まだ戦後の影をひきずっていた中で、北海道大学に教育学部が創設され、音楽科が誕生した。教育学部の設置は昭和二十四年五月で、教育学科と共に音楽科、体育科が置かれ、二十五年から募集された音楽科の指導陣には、東京音楽学校(現東京芸術大学音楽学部)から移ってきた遠藤宏(美学、音楽史)、高折宮次(ピアノ)に加え、札幌在住の村井満寿(声楽)、筒井秀武(作曲)らが顔をそろえた。音楽科は別枠の存在だったためわずか三年間で募集停止となったが、六〇人に満たない卒業生たちは、その後の道内音楽界をリードする存在となり、広く活動を始めていった。北大音楽科は、札幌にプロの音楽家を生む土壌を作ったものとして、その後の音楽界に一つの役割を果たしたと言える。
特色ある活動のひとつに、谷本一之ら北大音楽科の学生たちのグループ「ノイエ・ムジーク」(ドイツ語で「新しい音楽」の意味)が開いた「現代音楽の夕」を挙げることができよう。戦前、伊福部昭、早坂文雄らによる新音楽連盟が九年に開いた「現代音楽祭」を「勝手に継承した」(谷本)もので、二十九年十一月から三十五年九月まで五回の演奏会を重ねた。

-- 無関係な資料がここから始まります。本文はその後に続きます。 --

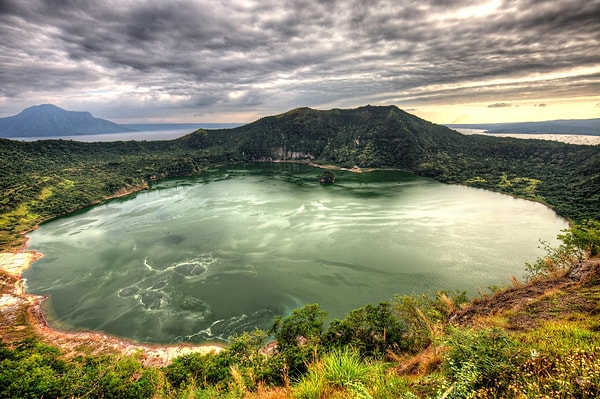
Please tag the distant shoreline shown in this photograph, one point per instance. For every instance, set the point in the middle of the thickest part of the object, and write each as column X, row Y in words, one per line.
column 14, row 300
column 578, row 139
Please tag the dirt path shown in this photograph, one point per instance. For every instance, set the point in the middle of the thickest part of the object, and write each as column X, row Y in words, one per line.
column 21, row 317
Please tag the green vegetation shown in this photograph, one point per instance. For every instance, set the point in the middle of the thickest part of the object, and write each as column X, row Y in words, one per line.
column 44, row 179
column 538, row 339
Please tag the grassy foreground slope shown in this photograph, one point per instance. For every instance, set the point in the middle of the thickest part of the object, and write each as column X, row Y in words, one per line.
column 43, row 179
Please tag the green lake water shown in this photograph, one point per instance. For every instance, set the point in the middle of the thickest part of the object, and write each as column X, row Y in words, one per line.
column 201, row 258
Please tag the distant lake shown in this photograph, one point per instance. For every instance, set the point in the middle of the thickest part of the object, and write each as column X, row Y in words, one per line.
column 146, row 132
column 201, row 258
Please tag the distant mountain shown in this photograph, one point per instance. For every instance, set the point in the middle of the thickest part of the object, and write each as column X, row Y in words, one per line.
column 589, row 127
column 48, row 120
column 369, row 136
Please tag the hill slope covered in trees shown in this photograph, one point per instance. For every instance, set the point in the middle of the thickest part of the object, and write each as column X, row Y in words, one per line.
column 43, row 179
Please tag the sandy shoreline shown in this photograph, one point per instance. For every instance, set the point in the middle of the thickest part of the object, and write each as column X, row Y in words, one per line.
column 14, row 301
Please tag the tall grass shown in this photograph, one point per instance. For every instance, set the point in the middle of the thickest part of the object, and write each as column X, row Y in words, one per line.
column 342, row 373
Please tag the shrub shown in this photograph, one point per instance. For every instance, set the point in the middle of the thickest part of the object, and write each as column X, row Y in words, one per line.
column 480, row 359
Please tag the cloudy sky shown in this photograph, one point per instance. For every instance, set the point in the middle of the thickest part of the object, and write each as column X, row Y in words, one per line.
column 448, row 61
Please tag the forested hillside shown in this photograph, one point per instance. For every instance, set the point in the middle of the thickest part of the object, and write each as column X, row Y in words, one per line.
column 43, row 179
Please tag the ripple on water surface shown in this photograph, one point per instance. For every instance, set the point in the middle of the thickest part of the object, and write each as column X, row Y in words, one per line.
column 199, row 259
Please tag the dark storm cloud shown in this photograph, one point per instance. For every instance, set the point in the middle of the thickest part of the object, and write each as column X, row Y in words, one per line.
column 224, row 55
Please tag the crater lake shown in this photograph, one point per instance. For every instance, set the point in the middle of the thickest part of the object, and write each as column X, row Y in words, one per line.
column 198, row 259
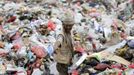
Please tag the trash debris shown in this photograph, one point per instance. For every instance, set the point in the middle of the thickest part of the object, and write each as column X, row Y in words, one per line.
column 102, row 37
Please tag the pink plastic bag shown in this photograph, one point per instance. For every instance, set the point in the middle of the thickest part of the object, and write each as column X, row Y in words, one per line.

北大教育学部が募集を停止した後、それを引き継ぐ存在として三十一年に生まれたのが北海道学芸大学札幌分校(現北海道教育大学札幌校)の特設音楽課程である。同様のコースが全国六カ所に生まれた中の一つで、北大から移った指導者たちと以前から学芸大学で教えていた千葉日出城、横谷瑛司(ピアノ)、工藤健次(声楽)らが指導に当たった。北大からの移籍組は三十年代なかば前後に相次いで退き、その後を沼田元一、林靖子(ピアノ)、駒ケ嶺大三、雨貝尚子(声楽)、谷本一之(民族音楽学)らが受け継いでいった。